- O preço do petróleo caiu: Brent caiu 0,7% para US$ 60,33 o barril e o WTI recuou 0,54% para US$ 56,01 o barril na abertura, após a promessa de Trump de destravar as grandes reservas venezuelanas.
- A Venezuela responde por cerca de 1% da produção global, mas detém aproximadamente 17% das reservas mundiais, segundo a Administração de Informação de Energia dos EUA. A intervenção do presidente dos EUA pode ampliar o excesso de oferta no mercado.
- Ali Moshiri, ex-diretor da Chevron, afirmou que está levantando US$ 2 bilhões para projetos de petróleo no país, por meio da Amos Global Energy Management.
- A Opep+ manteve a pausa em aumentos de produção até, pelo menos, abril, não sinalizando mudança de estratégia.
- O regulador financeiro chinês pediu a bancos para relatarem exposição à Venezuela, preparando-se para possíveis choques no setor bancário.
O preço do petróleo recuou nesta segunda-feira após investidores avaliarem o impacto da possibilidade de ações dos EUA para retomar o controle da indústria venezuelana. A queda ocorre enquanto Donald Trump sinaliza que companhias americanas vão investir na Venezuela.
Brent caiu 0,7%, para 60,33 dólares o barril, e o WTI cedeu 0,54%, para 56,01 dólares. Os gráficos mostram reação inicial aos comentários do presidente sobre desbloquear reservas venezuelanas.
A Venezuela, hoje responsável por cerca de 1% da produção global, detém aproximadamente 17% das reservas de crude, segundo a EIA. A medida pode ampliar o excesso de oferta no curto prazo, segundo analistas.

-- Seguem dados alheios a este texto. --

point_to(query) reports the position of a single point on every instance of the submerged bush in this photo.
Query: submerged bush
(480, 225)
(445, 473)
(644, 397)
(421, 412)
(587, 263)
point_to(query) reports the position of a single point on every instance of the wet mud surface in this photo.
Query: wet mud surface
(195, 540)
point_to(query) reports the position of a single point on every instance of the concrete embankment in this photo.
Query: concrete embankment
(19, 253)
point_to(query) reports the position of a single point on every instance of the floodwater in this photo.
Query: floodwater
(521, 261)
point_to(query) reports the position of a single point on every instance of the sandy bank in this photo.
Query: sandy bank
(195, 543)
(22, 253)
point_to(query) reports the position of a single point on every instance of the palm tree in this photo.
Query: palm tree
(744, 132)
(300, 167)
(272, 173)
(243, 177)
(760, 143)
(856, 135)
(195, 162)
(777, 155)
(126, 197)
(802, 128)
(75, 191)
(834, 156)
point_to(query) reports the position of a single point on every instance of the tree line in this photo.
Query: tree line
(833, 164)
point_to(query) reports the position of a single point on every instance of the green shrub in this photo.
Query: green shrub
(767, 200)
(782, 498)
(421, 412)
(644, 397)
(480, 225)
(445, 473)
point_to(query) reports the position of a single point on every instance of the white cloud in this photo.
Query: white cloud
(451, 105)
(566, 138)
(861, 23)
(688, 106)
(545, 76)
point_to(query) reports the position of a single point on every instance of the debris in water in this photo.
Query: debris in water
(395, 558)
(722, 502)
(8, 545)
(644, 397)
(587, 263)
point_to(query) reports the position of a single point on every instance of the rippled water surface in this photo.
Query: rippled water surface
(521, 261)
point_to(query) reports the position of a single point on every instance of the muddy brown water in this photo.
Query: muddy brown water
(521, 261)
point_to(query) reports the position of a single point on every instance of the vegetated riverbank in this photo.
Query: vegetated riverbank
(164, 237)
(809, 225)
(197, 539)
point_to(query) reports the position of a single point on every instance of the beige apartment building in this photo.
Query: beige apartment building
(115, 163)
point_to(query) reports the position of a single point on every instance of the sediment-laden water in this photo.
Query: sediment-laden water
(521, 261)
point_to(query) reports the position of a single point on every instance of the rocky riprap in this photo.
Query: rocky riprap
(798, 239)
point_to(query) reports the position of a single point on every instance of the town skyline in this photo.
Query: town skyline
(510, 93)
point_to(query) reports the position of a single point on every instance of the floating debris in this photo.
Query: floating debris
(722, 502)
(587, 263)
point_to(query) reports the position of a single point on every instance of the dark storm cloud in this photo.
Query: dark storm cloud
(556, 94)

Ali Moshiri, ex-diretor da Chevron, afirmou estar buscando 2 bilhões de dólares para projetos na Venezuela via o fundo Amos Global Energy Management. Ele disse possuir alvos identificados no país.
Apesar do anúncio, as maiores companhias de petróleo dos EUA não comentaram publicamente sobre o possível investimento. Moshiri mencionou a proposta em entrevista ao Financial Times.
Fontes internacionais destacam que o volume adicional de petróleo venezuelano ainda depende de decisões políticas, infraestrutura e parcerias com o setor privado global.
China informou que pediu a bancos de seu país para reportarem exposição à Venezuela, segundo a Bloomberg, diante de possíveis choques ao setor financeiro chinês.
OPEC+ manteve a estratégia anterior, sem sinal de mudança, ao confirmar a pausa no aumento de produção até pelo menos abril. Países como Rússia, Arábia Saudita e Emirados Árabes seguem alinhados.
O preço do ouro subiu 2%, para 4.413,93 dólares a onça, com o ouro sendo visto como abrigo em momentos de incerteza. A prata registrou alta de até 3,5%.
No mercado de criptomoedas, o bitcoin avançou 1,1%, para 92.504 dólares, em meio a estratégias de diversificação e incertezas geopolíticas.
Mercados asiáticos mostraram otimismo, com o índice sul-coreano Kospi alcançando nova máxima histórica, impulsionado por sinais de crescimento e liquidez global.